C'est presque Hélène qui force Paris à l'enlever et qui demande à Hécube ensuite de la protéger au nom de la solidarité féminine. Troie est clairement ici non pas seulement la cité d'Aphrodite (cité de Paris et d'Enée), c'est une cité plus féministe où Priam acceptera l'enlèvement en disant que Hélène a le droit de choisir son mari.
Un autre triangle est ici avec Achille (qui dans cette version remplace Ulysse dans la mission d'espionnage pour tenter d'enlever Hélène). Cette Hélène n'a pas choisi Ménélas, on le lui avait imposé (c'était en fait Agamemnon qui avait gagné la compétition et la préférence d'Hélène serait allée plutôt à Achille avant que n'arrive Paris). Achille est décrit comme une sorte de force de la nature (il se compare à la Mer, sa mère), une machine à tuer qui se préoccupe pourtant de l'Honneur.

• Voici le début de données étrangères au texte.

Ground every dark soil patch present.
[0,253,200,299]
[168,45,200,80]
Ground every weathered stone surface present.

Le 3e épisode voit croître l'opposition entre Hector et Paris au moment où ils partent chercher l'alliance des Ciliciens (et où Andromaque, qui vient de tomber enceinte, maudit de plus en plus le charme toxique de Hélène). Le scénariste David Farr a fusionné ici en Cilicie la cité de Chrysé, père de Chryseis et prêtre d'Apollon et celle d'Eetion, le père d'Andromaque, ce qui rend la prise de Chryseis plus dramatique car elle a lieu quand les Troyens perdent l'allié qui pouvaient leur permettre de briser le Siège conçu par Ulysse.
Involontairement, c'est Hélène qui va causer la destruction de la Cilicie en laissant transparaître l'alliance à Achille. Andromaque ne pourrait que détester Hélène encore davantage si elle savait que c'est elle qui fut l'origine de la mort de sa famille. Et une des intrigues est que les Grecs ont un agent dans la Cité, Xanthius, qui tuera le seul témoin qui a pu voir Hélène parler avec Achille (alors que Hélène avait tenté d'acheter son silence).
Les Oracles d'Apollon (tout comme Cassandre, bien entendu) supplient en vain Hector d'empêcher Paris de ruiner la Cité mais quand Paris sauve la vie de son frère, celui-ci n'arrive plus à commettre le fratricide réclamé par Apollon.
Le sinistre Agamemnon a une scène ambiguë avec Chryséis où on croit un instant qu'il veut la respecter car il voudrait s'amender du sacrifice d'Iphigénie (Chryséis est dédiée à Apollon comme Iphigénie est dédiée à Artémis). Mais ensuite, l'Atride viole Chryséis avec d'autant plus de violence qu'il veut en fait se venger des Dieux et commettre volontairement un blasphème par déplacement de sa culpabilité envers sa fille sacrifiée. Les scénaristes en ont fait un peu des tonnes pour qu'on méprise le chef des Grecs.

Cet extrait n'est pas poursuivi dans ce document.